Como bonus track, se puede sumar el choque ante la Juventus por los Octavos de Final de la Champions League es otro ejemplo acabado, pues la caída por 4-3 en el marcador global fue tan inmerecida como lógica. A una vecchia signora dominada, mezquina y lanzada al contragolpe, le alcanzó con resistir al borde del knock out y presionar sobre el final de cada partido -a pura jerarquía individual- para quebrar a un equipo por completo inmaduro. No se trata de un estilo de juego específico, de ser peor o mejor que el rival: los Spurs han demostrado ser incapaces de ganar cuando no juegan perfecto ni poseen el once ideal, algo que sí pueden hacer sus rivales directos.

¿Qué es lo que necesitan los Spurs para superar estas dificultades? De momento, los Spurs han cosechado tres victorias y una derrota en la Premier League. El último partido ante un duro Watford determinó el final del corto invicto y exhibió a un plantel cansado (nueve semifinalistas entre belgas e ingleses) que no posee un recambio que garantice el mismo funcionamiento colectivo que el primer equipo. Y esto no tiene que ver con el hecho de no haber incorporado, ya que mantuvo a una base de jugadores que en su mayoría está en el plantel hace tres años. Es decir, adquirió una ventaja: sus principales nombres (Vertonghen, Lloris, Alderweireld, Alli, Kane, Dier, Davies, Trippier, Son, Eriksen, Lamela y Rose) comparten entrenamiento y campo de juego desde hace tanto tiempo, lo cual les permite ser el equipo con mayor y mejor cohesión de toda la liga inglesa.

Las lesiones posiblemente sean una complicación de cara a otra temporada larga, sobre todo por el hecho de que jugadores clave como Dembele, Eriksen, Dier, Rose, Lucas Moura, Heung-Min Son y Harry Kane no poseen reemplazos que hayan probado su eficacia en cuanto a funcionamiento. El híbrido entre un 4-2-3-1 y un 3-4-2-1 que se vio en temporadas previas podría encontrar un punto de quiebre en un 4-3-3 o un 3-4-3 que creen mayores opciones de pase desde los laterales, que den mayor movilidad a los extremos y que apunten al juego más directo con transiciones veloces entre ataque y defensa.
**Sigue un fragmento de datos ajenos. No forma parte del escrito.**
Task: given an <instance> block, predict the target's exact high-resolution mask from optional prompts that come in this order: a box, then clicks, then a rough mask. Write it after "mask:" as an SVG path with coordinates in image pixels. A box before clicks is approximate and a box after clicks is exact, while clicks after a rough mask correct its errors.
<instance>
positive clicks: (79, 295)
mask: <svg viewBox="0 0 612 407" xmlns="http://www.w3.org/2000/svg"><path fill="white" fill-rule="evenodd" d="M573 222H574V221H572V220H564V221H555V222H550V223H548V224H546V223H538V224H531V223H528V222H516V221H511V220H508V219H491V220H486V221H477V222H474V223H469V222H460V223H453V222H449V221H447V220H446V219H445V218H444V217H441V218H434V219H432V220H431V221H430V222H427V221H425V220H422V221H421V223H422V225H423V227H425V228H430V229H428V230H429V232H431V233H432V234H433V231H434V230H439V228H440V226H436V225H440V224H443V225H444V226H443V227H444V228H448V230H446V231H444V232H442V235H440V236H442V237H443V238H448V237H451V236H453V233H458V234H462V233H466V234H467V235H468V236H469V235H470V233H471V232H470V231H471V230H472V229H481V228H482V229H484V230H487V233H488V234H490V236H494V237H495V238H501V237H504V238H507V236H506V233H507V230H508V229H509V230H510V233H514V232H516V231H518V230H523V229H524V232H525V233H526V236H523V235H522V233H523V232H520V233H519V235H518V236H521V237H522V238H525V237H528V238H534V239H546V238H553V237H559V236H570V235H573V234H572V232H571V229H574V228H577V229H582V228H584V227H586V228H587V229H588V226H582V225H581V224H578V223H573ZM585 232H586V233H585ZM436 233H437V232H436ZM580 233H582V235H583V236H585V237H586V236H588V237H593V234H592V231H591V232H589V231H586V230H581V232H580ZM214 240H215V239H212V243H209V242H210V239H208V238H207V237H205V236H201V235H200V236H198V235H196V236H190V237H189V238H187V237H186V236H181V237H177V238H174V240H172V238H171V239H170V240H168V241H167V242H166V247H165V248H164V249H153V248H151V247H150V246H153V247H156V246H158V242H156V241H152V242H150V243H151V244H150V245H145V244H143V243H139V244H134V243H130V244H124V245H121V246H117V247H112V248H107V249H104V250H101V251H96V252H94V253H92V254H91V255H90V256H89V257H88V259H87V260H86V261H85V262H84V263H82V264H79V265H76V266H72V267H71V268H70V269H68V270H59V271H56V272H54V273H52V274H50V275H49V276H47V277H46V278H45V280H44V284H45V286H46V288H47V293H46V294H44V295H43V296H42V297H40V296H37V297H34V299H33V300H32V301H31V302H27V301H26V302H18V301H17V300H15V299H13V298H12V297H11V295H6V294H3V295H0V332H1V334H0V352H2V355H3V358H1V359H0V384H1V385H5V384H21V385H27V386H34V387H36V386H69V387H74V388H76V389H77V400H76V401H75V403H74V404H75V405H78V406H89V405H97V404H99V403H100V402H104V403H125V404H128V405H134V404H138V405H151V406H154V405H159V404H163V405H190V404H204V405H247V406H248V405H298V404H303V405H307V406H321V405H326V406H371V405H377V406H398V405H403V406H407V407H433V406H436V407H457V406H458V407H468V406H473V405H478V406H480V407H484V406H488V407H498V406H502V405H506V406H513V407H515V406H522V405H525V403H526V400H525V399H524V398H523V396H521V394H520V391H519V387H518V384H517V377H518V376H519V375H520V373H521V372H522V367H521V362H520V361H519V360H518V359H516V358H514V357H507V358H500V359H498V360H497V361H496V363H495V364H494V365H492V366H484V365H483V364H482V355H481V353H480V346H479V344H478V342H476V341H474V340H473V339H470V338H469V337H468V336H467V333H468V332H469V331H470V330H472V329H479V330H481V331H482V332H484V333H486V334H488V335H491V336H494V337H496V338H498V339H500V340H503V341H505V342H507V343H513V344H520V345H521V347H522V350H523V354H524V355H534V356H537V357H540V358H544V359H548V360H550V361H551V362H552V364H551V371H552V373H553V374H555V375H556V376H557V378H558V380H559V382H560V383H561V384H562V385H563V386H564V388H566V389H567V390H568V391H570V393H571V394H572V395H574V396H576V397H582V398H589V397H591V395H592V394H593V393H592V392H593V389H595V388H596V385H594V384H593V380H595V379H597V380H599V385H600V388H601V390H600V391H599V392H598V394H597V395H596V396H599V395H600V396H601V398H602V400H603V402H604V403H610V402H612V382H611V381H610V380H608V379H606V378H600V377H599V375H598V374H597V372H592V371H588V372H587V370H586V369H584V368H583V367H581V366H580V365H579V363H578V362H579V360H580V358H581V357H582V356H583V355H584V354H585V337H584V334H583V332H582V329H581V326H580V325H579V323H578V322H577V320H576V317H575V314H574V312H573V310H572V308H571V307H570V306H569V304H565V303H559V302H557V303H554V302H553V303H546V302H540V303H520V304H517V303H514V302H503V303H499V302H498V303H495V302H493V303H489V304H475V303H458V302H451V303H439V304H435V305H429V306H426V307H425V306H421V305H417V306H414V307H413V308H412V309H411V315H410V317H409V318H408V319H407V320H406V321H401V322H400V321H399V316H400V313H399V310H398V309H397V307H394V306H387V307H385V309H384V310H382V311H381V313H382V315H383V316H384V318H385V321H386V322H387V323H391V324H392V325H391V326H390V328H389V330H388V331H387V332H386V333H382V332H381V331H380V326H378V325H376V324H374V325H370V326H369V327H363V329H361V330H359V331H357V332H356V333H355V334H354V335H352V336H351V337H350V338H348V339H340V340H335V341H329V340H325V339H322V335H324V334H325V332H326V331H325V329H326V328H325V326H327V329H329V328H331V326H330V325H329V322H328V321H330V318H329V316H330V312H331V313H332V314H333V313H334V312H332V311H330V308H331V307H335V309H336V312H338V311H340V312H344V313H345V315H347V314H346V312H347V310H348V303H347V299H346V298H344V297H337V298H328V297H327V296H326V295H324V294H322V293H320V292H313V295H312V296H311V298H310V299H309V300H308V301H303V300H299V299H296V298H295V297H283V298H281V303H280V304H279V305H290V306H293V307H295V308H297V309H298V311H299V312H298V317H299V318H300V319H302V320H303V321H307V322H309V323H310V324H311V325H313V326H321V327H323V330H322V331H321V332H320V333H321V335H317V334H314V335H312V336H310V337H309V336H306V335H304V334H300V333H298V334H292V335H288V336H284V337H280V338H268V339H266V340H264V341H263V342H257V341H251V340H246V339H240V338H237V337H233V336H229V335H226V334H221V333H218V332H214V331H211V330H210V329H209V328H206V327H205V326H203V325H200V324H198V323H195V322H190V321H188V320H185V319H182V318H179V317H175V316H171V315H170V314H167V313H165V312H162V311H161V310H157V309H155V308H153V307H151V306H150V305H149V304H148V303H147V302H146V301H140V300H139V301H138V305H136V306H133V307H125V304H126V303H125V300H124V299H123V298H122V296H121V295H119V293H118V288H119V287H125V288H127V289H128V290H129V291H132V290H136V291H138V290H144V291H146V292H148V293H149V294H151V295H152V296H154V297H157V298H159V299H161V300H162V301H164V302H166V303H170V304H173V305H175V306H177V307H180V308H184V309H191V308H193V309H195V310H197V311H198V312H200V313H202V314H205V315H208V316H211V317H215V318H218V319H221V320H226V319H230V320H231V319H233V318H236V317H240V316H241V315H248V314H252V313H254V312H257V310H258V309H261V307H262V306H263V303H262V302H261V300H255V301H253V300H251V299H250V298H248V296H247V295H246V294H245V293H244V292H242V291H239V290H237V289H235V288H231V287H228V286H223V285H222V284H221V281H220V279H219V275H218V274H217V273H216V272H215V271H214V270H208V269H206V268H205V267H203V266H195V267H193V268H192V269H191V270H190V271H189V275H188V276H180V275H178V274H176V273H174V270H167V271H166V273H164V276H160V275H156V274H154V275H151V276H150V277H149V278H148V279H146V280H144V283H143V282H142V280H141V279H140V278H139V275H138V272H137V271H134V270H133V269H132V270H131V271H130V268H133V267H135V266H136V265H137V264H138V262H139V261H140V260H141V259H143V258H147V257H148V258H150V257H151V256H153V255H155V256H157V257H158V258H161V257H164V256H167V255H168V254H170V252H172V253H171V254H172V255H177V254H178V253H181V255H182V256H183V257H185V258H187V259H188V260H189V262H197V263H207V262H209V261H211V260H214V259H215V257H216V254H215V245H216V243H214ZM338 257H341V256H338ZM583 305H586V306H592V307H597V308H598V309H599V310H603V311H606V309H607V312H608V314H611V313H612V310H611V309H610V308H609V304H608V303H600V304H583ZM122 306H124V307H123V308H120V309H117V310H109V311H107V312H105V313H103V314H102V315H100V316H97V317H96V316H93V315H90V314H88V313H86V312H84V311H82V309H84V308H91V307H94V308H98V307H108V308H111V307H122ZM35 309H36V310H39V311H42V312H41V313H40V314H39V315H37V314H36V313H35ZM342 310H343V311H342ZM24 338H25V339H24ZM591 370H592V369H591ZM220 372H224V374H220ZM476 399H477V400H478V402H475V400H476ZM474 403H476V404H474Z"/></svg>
Estas dos variantes tácticas, que han sido implementadas fugazmente en todo este lapso, podrían darle a los Spurs esa consistencia que ha brillado por su ausencia en los momentos decisivos. El fútbol bonito, veloz, fluido en lo táctico, de presión altísima (libre) y genéticamente vertical que practica el cuadro de Pochettino estaría de esta manera en condiciones de adaptarse mucho mejor a un estadio de mayores dimensiones como el de Wembley (su nuevo y resistido hogar) teniendo más espacios para presionar y no sufrir tanto con los contragolpes de una gran mayoría de rivales tan inferiores como bien cerrados.

Mauricio Pochettino, que renovó su idilio londinense hasta el 2023, se encuentra ante tal vez su más grande desafío a cargo del Tottenham Hotspur. La primera parte de su trabajo ya está hecha y el éxito ha sido más que absoluto, quedando por delante la ardua tarea de conseguir su primer trofeo como entrenador para consolidar uno de los proyectos más valientes y utópicos que se hayan visto en la era moderna del fútbol.